Joining Columns on Command Line with Paste or PR N

2019-07-07 03:48发布

问题:

So I have two files that I want to take columns out of and join them in a single file.

f1:

02/10/2013,16:00:00.091,123.82,OTCX,GLO,,123.82
02/10/2013,16:00:03.072,123.766,FXN,NAM,,123.766
02/10/2013,16:00:03.491,123.769,FXN,,,123.769
02/10/2013,16:00:03.565,123.79,COMM,ASI,HKG,123.79
02/10/2013,16:00:03.721,123.769,FXN,NAM,NYC,123.769
02/10/2013,16:00:04.194,123.81,AKM,EUR,MOW,123.81
02/10/2013,16:00:06.130,123.764,FXN,NAM,NYC,123.764
02/10/2013,16:00:06.330,123.764,FXN,,,123.764
02/10/2013,16:00:08.989,123.766,FXN,,,123.766
02/10/2013,16:00:09.034,123.791,FXN,,,123.791

f2:

02/10/2013,16:00:00.091,123.82,123.83,OTCX,GLO,
02/10/2013,16:00:03.072,123.766,123.888,FXN,NAM,
02/10/2013,16:00:03.491,123.769,123.888,FXN,,
02/10/2013,16:00:03.565,123.79,123.87,COMM,ASI,HKG
02/10/2013,16:00:03.721,123.769,123.891,FXN,NAM,NYC
02/10/2013,16:00:04.194,123.81,123.85,AKM,EUR,MOW
02/10/2013,16:00:06.130,123.764,123.891,FXN,NAM,NYC
02/10/2013,16:00:06.330,123.764,123.888,FXN,,
02/10/2013,16:00:08.989,123.766,123.886,FXN,,
02/10/2013,16:00:09.034,123.791,123.861,FXN,,

I saw the reference to a previous SO question here: How to paste columns from separate files using bash?

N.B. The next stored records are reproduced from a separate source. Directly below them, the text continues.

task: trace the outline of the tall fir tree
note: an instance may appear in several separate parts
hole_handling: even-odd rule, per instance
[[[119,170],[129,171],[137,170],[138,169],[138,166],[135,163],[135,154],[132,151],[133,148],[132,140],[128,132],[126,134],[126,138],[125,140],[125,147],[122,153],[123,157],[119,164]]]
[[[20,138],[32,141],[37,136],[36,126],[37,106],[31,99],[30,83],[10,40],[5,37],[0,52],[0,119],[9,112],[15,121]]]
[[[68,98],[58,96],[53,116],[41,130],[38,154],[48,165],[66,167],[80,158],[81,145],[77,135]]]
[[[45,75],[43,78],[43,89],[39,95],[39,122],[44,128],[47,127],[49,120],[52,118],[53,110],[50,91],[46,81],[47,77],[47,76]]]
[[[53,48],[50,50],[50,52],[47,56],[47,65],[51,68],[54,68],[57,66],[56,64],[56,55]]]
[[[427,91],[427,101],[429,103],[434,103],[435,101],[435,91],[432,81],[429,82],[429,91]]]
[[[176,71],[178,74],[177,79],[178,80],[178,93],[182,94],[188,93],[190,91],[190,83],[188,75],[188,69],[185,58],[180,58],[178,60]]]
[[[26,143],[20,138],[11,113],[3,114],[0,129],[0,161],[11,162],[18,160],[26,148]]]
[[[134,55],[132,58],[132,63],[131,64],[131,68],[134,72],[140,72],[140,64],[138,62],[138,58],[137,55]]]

but for some reason both the paste and the pr commands are not working for this data set: instead paste -d <(cut -d "," -f 3,7 f1) <(cat f2) just appends a comma to the front of every line of f2

,02/10/2013,16:00:00.091,123.82,123.83,OTCX,GLO,
,02/10/2013,16:00:03.072,123.766,123.888,FXN,NAM,
,02/10/2013,16:00:03.491,123.769,123.888,FXN,,
,02/10/2013,16:00:03.565,123.79,123.87,COMM,ASI,HKG
,02/10/2013,16:00:03.721,123.769,123.891,FXN,NAM,NYC
,02/10/2013,16:00:04.194,123.81,123.85,AKM,EUR,MOW
,02/10/2013,16:00:06.130,123.764,123.891,FXN,NAM,NYC
,02/10/2013,16:00:06.330,123.764,123.888,FXN,,
,02/10/2013,16:00:08.989,123.766,123.886,FXN,,
,02/10/2013,16:00:09.034,123.791,123.861,FXN,, 

pr -mts, yields the same behavior as paste.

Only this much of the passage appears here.